Public documents filed by the company describe the unpatented technology as “a proprietary vertical farming apparatus used to grow produce indoors that covers a limited amount of space and subjects plants to a variety of light spectrums over the course of their growing cycles.” Each growing machine “allows a single plant to produce up to five times the crop yield that it would using standard greenhouse cultivation practices,” according to the documents.

The technology isn't favourable for anything that grows on trees, or for root vegetables. But preliminary nutrient tests Mr. Fitzpatrick said he commissioned a university agriculture expert to conduct on some of the product revealed encouraging results.

“He said, ‘Jerry, the nutritional levels are off the scale,'” Mr. Fitzpatrick said. “He said it's the highest levels of minerals and vitamins that he's seen in any crops. He said, ‘There's nothing coming out of the field in Canada that will compare.'”

If that, too, is the case, Mr. Fitzpatrick said he's not ready to make the findings public yet because “we don't want to tip our hand” – documents show the company needs $2.3 million in new financing just to make it through this year. The goal isn't to make it into the black, just to break even, said Mr. Fitzpatrick, who isn't concerning himself with where the money will come from.

“Each barn, once it's open and producing, should generate in the neighbourhood of $1 million per year in profit,” he said, adding the number could be even greater if a deal to supply, say, a certain ubiquitous big-box chain is struck.

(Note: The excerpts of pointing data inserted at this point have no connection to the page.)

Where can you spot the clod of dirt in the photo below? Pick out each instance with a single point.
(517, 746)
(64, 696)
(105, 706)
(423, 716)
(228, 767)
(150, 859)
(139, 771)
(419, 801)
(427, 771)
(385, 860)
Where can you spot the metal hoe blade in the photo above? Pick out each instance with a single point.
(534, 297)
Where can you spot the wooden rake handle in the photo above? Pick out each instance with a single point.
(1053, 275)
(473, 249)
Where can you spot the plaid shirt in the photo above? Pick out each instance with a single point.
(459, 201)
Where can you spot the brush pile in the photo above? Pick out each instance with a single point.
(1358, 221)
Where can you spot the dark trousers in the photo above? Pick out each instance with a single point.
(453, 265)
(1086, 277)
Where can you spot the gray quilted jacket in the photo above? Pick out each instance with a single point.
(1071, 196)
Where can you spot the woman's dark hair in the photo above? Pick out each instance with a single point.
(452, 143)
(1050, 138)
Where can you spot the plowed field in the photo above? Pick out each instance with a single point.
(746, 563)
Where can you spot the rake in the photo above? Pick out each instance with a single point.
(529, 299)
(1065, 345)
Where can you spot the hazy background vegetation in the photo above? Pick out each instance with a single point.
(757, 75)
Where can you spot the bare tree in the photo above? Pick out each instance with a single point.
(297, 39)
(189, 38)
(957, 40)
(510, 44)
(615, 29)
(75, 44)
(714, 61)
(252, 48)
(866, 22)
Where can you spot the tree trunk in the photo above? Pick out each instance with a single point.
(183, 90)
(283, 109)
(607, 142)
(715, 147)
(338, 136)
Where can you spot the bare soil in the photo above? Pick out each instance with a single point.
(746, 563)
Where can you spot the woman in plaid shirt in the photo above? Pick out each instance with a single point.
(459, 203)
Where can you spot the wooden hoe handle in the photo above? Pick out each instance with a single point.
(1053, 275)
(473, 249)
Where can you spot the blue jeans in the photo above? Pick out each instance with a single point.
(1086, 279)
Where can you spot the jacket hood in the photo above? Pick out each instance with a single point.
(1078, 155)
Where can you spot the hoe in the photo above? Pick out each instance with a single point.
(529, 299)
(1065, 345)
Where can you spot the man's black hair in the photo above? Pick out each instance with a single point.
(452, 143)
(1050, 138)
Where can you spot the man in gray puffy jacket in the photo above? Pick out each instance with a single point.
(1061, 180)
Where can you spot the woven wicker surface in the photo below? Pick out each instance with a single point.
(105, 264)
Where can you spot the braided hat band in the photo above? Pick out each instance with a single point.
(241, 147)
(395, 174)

Setting up those barns, however, will carry a hefty price tag: Mr. Fitzpatrick estimated the cost of setting up each new urban barn hovers around $1 million, which makes his 25-barns-in-two-years expansion plan seem highly ambitious.

Still, he's confident the idea for his barns, which can be set up anywhere, is a bulletproof solution to the global produce-farming challenges that lay ahead.

“Because we grow inside, we're not subject to bugs and animals pooping on [crops],” he explained. “We don't have weeds growing in our facilities, we don't need herbicides or pesticides. We pick fresh and deliver product the same day. It's not stored in coolers for weeks at a time. Priceless isn't even the word,” he said.

“I believe ... everything will be gone as fast as we can grow it.”